The boys were then thrown into the chaos of the New York City foster care system and Ethel likened their suffering to hers. They would make friends with other children at the shelter but those friends would disappear when relatives or foster care people picked them up.Like her, the boys had no permanence, no continuity to their lives now. Ethel understood how emotionally devastating it was for them and she was tormented by their loneliness.

She was not surprised when Judge Kaufman imposted the death penalty. She said she knew that would happen; the guilty verdict demanded a punishment sufficiently severe to compare with what David’s sentence would be. (He was sentenced after her. She had expected – as most court watchers did – that he would get thirty years as did Harry Gold; instead he received fifteen.) But at least, she thought, she would continue to be lodged in the New York City jail until her appeals were heard. That would enable her to confer directly and often with the social worker about the children and thus have a more direct hand in their care.

About a week after sentencing Ethel was called to the visiting room. As she passed me in the corridor she said,

“I think Manny is here and I don’t understand why. He visited me yesterday.”

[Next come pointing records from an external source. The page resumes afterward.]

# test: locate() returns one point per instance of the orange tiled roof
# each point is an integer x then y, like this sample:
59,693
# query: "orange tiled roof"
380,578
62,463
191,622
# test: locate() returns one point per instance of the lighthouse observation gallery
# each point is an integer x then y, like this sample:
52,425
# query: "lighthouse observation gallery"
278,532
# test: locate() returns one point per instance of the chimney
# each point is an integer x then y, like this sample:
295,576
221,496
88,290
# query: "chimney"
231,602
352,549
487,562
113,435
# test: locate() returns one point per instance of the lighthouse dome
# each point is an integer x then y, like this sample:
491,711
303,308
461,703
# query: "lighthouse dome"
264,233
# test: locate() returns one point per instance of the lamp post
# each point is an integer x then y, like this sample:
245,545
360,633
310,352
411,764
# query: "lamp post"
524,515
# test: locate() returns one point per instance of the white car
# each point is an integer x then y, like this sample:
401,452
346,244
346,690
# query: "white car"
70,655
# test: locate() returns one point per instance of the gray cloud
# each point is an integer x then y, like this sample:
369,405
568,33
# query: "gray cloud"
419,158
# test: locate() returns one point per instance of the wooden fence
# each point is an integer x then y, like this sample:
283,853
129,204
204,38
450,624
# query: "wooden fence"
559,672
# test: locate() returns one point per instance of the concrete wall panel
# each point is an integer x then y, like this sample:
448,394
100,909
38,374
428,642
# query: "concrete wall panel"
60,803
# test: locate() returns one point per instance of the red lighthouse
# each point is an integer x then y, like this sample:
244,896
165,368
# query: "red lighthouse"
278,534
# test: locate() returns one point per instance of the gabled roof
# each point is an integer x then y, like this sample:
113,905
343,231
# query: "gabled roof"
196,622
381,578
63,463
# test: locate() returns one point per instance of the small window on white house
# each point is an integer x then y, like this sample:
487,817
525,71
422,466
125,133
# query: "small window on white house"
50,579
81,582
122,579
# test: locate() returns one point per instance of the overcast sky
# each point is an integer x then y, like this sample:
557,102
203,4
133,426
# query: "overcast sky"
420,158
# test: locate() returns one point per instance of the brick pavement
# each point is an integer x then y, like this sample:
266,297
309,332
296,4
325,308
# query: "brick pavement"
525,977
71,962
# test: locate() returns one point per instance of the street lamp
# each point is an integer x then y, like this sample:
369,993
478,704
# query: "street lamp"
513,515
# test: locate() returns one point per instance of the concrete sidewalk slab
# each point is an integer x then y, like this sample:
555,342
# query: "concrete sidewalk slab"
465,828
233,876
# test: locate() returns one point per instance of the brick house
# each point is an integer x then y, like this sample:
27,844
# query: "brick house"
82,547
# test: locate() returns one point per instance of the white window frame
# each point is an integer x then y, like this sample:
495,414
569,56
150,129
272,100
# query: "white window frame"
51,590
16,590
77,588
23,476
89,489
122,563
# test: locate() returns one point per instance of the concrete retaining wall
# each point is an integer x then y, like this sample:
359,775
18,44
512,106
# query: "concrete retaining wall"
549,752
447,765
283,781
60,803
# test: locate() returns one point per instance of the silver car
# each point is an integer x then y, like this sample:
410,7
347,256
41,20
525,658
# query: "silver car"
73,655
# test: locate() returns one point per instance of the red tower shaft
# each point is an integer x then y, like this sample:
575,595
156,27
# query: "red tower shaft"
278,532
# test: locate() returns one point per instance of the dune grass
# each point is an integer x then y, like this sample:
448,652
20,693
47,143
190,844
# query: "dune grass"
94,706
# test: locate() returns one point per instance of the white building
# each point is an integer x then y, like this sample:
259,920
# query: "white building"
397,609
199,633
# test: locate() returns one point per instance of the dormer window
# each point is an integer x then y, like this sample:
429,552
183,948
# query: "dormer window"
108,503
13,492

Manny was Emanuel Bloch, her attorney.

As Ethel entered the elevator to go down to the visiting room, an officer got off the parallel elevator coming up. Together with one of the floor guards she entered Ethel’s cell, began to strip it and bundle Ethel’s personal belonging. Those of us who observed this immediately understood what was about to happen and we quickly spread the word. We became agitated and noisy; alarmed, the guards locked us in our corridors but not in our cells since this was not lock-up time and they did not want any confrontation. We crowded into the cells facing the courtyard where prison vehicles waited when they came to transport inmates, jammed ourselves against the heavily barred, screened, jalousied windows and cranked them open. A mean April wind sliced through us; we shivered in its icy blast as we waited. When Ethel emerged from the building she was surrounded by a phalanx of escorting marshals. As she entered the idling cr in the courtyard we called to her from the different windows, shouting:

ETHEL!

ETHEL!

ETHEL!

There were at least a dozen women in the corridor overlooking that courtyard so she had to have heard us. Some of us wept; all of us were shaken. Ethel was being transferred to Sing Sing Prison in Ossining, New York where she would spend the remaining twenty-six months of her abridged life in virtual isolation from the rest of the world .

The newspapers the next day showed her smiling through the window of the car as it sped away and there was some criticism in the media that Ethel seemed to be a tough bird to be able to smile at such a moment. The braying fools were incapable of understanding the human spirit. We knew better. Ethel had heard the anguish in our voices and wanted us to buck up. Ethel was smiling for us.